Das Kontaktmittel 2 enthält die gleichen Elemente wie das Kontaktmittel
1, nämlich die Buchse 5a, die Streifen 6a und 7a, ihre ebenen verlängernden Streifen 21a, 22a und 23a. Dieses
Kontaktmittel 2 enthält darüber hinaus zusätzliche Metallstreifen 17 und 18. Diese Streifen 17 und 18 sind in der dargestellten
Ausführungsform eben und zwischen den Streifen 6a und 7a angeordnet.
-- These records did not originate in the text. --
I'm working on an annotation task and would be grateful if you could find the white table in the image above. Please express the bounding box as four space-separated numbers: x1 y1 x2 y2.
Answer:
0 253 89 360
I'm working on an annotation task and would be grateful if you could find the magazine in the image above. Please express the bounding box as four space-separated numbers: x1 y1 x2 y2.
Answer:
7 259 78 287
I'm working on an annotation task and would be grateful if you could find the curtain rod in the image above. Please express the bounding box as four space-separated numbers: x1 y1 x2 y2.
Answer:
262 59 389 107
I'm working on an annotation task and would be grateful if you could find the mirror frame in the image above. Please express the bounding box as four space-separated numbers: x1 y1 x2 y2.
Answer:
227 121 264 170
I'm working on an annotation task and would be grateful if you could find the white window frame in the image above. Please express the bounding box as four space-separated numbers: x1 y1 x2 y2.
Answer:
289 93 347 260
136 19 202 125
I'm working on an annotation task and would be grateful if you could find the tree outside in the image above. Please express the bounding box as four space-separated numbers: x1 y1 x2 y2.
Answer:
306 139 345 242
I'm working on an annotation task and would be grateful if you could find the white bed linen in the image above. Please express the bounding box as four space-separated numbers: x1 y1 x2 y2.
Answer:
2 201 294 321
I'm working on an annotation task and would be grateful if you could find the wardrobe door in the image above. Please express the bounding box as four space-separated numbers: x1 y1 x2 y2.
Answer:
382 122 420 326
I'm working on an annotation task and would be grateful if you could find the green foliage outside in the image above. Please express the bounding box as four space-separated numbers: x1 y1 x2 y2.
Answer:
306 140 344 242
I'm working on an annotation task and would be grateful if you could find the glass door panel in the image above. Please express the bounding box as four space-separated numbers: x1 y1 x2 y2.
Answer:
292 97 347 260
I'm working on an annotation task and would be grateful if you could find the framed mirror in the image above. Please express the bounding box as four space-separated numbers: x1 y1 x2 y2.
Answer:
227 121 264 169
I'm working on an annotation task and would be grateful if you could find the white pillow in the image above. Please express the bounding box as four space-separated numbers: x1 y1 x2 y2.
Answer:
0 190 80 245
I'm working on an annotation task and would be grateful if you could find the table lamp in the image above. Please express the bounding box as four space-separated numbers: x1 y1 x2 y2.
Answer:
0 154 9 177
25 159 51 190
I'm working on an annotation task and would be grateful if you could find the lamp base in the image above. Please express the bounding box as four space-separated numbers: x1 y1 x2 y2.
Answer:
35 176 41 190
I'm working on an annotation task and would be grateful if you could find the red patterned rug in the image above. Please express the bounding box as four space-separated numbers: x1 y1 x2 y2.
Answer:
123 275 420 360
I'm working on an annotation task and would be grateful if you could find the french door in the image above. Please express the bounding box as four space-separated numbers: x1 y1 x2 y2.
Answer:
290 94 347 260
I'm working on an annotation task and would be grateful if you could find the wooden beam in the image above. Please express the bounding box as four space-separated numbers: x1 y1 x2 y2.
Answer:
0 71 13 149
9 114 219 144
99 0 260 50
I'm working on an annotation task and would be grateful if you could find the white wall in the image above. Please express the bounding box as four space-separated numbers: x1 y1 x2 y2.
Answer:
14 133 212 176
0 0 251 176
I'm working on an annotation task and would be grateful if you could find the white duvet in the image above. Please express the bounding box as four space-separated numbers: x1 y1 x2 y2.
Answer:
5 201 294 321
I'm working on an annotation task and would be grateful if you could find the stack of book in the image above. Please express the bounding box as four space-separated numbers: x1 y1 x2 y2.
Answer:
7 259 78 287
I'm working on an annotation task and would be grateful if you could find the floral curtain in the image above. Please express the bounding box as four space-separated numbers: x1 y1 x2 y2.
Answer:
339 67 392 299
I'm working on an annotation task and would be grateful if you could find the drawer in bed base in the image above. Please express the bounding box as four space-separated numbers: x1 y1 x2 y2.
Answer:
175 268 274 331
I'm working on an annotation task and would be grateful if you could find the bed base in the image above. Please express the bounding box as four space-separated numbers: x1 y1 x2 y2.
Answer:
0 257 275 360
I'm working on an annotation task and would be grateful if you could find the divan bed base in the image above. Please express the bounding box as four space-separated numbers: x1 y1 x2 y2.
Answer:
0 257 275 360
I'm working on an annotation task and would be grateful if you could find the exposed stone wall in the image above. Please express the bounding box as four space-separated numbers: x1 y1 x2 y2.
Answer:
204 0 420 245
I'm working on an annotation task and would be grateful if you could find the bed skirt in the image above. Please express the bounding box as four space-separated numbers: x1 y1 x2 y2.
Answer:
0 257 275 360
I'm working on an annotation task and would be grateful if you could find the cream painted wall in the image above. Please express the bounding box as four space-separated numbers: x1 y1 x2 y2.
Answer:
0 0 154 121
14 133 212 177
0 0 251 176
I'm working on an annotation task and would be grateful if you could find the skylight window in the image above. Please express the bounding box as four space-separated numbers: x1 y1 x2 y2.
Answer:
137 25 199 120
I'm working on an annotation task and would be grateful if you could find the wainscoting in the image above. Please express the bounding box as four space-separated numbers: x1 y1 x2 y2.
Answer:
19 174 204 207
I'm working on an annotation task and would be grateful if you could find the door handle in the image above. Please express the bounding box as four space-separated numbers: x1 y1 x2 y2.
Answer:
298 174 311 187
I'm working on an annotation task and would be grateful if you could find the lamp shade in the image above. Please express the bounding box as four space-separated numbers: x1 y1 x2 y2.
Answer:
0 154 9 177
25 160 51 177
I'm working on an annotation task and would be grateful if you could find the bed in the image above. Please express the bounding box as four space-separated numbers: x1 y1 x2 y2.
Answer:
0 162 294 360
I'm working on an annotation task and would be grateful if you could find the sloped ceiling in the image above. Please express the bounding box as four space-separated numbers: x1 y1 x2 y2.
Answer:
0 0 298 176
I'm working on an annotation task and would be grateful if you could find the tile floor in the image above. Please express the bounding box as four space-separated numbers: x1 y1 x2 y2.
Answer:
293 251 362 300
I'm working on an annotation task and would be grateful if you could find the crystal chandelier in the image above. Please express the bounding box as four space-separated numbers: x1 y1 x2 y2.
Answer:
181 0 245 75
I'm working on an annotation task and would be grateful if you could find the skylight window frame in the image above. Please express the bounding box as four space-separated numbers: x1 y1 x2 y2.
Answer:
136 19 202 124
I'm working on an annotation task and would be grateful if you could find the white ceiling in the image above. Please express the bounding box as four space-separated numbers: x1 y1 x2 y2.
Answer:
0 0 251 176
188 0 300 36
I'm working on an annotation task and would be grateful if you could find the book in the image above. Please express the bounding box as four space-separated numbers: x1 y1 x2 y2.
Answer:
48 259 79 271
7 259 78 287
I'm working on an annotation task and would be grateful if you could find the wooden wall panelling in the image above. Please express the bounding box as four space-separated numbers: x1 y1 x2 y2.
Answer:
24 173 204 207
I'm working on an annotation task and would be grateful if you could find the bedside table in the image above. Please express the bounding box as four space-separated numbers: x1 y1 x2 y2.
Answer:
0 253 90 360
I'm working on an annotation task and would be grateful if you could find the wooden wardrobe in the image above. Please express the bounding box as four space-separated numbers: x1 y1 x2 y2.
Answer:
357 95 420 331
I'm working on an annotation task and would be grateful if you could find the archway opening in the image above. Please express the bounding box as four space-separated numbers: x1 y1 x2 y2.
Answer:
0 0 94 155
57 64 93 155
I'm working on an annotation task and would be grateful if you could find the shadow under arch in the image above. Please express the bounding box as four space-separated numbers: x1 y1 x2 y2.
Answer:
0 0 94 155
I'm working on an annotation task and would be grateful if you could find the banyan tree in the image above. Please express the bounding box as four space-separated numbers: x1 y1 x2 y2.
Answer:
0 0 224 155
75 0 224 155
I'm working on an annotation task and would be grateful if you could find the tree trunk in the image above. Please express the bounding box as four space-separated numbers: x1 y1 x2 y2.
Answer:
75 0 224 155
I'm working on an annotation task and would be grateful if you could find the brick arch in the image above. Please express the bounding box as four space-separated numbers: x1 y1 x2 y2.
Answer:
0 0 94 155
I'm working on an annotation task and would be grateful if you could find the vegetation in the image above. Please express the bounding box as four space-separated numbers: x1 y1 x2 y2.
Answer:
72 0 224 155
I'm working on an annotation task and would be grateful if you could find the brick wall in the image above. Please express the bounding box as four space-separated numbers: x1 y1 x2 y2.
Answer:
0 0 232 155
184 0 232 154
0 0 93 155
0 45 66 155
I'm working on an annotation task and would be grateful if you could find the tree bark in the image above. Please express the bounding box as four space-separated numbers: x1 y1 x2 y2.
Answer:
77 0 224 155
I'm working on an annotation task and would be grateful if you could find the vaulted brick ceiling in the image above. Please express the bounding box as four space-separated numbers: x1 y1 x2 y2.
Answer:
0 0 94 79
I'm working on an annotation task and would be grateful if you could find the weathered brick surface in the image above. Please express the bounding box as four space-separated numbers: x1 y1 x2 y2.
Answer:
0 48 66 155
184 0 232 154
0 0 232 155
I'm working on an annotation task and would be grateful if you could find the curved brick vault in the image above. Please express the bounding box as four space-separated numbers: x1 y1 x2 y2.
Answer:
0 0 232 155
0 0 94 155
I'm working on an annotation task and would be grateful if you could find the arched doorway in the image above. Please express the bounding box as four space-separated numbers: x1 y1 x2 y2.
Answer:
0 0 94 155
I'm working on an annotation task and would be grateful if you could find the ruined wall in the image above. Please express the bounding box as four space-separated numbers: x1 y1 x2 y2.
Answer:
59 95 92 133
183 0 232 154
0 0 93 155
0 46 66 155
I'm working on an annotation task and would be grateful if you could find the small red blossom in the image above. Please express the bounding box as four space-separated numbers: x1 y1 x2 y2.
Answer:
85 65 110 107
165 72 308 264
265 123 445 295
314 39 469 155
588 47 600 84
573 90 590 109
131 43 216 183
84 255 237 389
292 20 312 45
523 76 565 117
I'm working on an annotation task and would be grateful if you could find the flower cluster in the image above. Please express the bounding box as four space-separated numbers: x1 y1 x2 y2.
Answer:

Der Streifen 17 steht in Kontakt mit dem Streifen
7a, wenn der Stöpsel 8 nicht eingedrückt ist-, und, wenn der Stöpsel 8 nicht eingedrückt ist, steht der Streifen 18 in Kontakt
mit dem Streifen 6a. Diese Kontakte werden unterbrochen, wenn der Stöpsel 8 eingedrückt wird, wobei der Streifen 6a von
dem Streifen 18 und der Streifen 7a von dem Streifen 17a entfernt
werden. Die Streifen 17 und 18 stehen in elektrischer Verbindung mit einer vierten Anschlußklemme 11 bzw. einer fünften
Anschlußklemme 12, wobei diese Klemmen 11 und 12 in der Fig. 2 mit gestrichelten Linien dargestellt sind. Diese Anordnung
der Teile des Kontaktes 2 erlaubt also einen Kurzschluß der Klemmen 9 und 12 und einen Kurzschluß der Klemmen 10 und
11, wenn der Stöpsel 8 nicht eingedrückt ist, und eine Unterbrechung
dieser Kurzschlüsse, wenn der Stöpsel eingedrückt ist.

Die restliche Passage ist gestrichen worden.